Mehr Interesse – weniger Mitbestimmung
Die vielleicht überraschendste Nachricht: Das politische Interesse unter jungen Menschen ist so hoch wie seit den 1980er-Jahren nicht. Das Bild der „unpolitischen Generation TikTok“ wird durch die Studie klar widerlegt. Viele Jugendliche interessieren sich für Demokratie, engagieren sich im Alltag, setzen sich mit gesellschaftlichen Themen auseinander.
Doch dem wachsenden Interesse steht ein strukturelles Defizit gegenüber: Mitbestimmung wird kaum erlebt. Nur rund ein Drittel der Jugendlichen fühlt sich in Ausbildung, Studium oder Schule demokratisch beteiligt.
„Zehn Jahre Schulpflicht – und keine Mitbestimmung? Das ist das Gegenteil von Demokratieerfahrung“, so Ingo Leven.

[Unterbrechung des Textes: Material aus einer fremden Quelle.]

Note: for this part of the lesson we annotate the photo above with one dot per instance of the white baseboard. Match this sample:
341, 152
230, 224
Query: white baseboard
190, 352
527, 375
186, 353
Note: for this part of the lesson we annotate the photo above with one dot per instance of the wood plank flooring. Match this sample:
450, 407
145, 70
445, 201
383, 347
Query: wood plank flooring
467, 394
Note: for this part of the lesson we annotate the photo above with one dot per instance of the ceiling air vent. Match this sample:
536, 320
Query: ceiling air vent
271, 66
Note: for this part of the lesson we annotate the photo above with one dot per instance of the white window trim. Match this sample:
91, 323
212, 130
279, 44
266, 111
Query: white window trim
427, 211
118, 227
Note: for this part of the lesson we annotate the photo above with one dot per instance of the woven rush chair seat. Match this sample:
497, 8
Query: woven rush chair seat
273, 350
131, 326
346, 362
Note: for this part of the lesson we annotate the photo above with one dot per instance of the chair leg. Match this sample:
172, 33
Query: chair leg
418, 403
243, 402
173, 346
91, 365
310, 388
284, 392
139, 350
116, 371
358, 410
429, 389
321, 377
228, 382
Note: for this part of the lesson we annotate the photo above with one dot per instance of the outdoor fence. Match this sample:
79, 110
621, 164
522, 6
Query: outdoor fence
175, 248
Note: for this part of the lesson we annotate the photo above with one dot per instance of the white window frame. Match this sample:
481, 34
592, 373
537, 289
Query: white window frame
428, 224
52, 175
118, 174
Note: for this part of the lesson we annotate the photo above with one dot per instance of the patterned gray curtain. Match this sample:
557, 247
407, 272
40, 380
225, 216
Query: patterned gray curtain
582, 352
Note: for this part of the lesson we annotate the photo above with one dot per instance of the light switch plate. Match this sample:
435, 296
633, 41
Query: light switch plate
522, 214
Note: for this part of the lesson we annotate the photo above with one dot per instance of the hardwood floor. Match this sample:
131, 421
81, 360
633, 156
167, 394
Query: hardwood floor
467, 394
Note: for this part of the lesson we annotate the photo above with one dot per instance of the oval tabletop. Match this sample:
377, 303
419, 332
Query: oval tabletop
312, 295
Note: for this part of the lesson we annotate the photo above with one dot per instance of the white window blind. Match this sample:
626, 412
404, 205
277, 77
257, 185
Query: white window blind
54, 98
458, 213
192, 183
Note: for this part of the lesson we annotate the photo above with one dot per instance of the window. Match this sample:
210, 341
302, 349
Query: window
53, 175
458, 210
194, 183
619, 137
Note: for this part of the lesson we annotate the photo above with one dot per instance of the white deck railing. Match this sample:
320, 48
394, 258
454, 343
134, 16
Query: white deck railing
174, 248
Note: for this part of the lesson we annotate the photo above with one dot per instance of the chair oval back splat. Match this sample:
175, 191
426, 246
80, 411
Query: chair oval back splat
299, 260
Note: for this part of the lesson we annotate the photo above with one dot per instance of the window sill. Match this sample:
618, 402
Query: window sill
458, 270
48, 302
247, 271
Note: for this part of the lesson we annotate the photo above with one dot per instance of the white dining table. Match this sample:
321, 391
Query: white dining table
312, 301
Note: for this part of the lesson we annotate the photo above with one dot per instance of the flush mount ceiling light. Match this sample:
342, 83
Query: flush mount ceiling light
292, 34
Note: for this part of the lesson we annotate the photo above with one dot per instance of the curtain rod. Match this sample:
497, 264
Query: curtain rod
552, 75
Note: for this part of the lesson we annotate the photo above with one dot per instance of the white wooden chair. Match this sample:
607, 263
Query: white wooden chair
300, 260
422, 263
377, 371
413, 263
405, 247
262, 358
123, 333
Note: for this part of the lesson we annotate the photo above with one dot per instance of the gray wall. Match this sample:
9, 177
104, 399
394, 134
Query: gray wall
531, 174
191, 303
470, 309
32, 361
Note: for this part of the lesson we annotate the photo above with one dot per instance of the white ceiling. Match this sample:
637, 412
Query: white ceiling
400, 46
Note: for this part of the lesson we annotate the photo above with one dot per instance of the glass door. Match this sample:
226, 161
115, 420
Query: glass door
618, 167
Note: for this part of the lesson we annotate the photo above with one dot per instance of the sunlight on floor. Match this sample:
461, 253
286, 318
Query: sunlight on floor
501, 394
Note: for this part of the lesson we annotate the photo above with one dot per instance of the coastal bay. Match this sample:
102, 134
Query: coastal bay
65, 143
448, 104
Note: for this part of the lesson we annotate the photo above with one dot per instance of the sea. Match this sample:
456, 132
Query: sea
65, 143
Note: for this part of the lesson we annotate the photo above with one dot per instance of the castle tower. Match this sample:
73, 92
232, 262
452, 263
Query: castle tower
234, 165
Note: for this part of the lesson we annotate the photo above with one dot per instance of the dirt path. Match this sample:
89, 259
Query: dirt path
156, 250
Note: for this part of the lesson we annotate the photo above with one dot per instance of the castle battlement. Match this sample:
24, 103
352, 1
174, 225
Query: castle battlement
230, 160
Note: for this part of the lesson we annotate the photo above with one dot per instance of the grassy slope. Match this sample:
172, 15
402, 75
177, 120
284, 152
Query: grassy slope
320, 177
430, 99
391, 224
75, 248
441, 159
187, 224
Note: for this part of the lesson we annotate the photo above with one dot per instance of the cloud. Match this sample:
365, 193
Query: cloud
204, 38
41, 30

Zukunft? Beginnt heute – nicht nach der Ausbildung
Für junge Menschen ist Zukunft kein abstrakter Begriff mehr. Sie denken nicht in Jahrzehnten, sondern in realistischen Etappen. „Zukunft beginnt im Hier und Jetzt“, sagt Leven. Wer heute in der Ausbildung steht, hat klare Erwartungen an Arbeitsbedingungen, gesellschaftliches Klima und politische Teilhabe.
Gleichzeitig verschiebt sich die emotionale Agenda. Der Klimawandel bleibt präsent, aber akute Sorgen wie Krieg und Armut rücken in den Vordergrund. Das zeigt: Jugendliche differenzieren – und wissen, dass Herausforderungen parallel existieren.
Soziale Herkunft prägt Haltung – und politische Richtung
Die Studie macht erneut sichtbar, was viele verdrängen: Die soziale Herkunft entscheidet in Deutschland nach wie vor maßgeblich über Teilhabechancen. Besonders betroffen sind junge Männer aus benachteiligten Verhältnissen – sie neigen deutlich häufiger zu autoritären oder rechten Einstellungen.
„Es gelingt uns nicht, junge Menschen aus einfachen sozialen Verhältnissen so in die Gesellschaft einzubinden, dass sie sich repräsentiert fühlen“, so Leven.
Dieser Befund ist kein Naturgesetz, sondern Ausdruck eines strukturellen Versagens – und ein klarer Handlungsauftrag für Betriebe und Berufsschulen.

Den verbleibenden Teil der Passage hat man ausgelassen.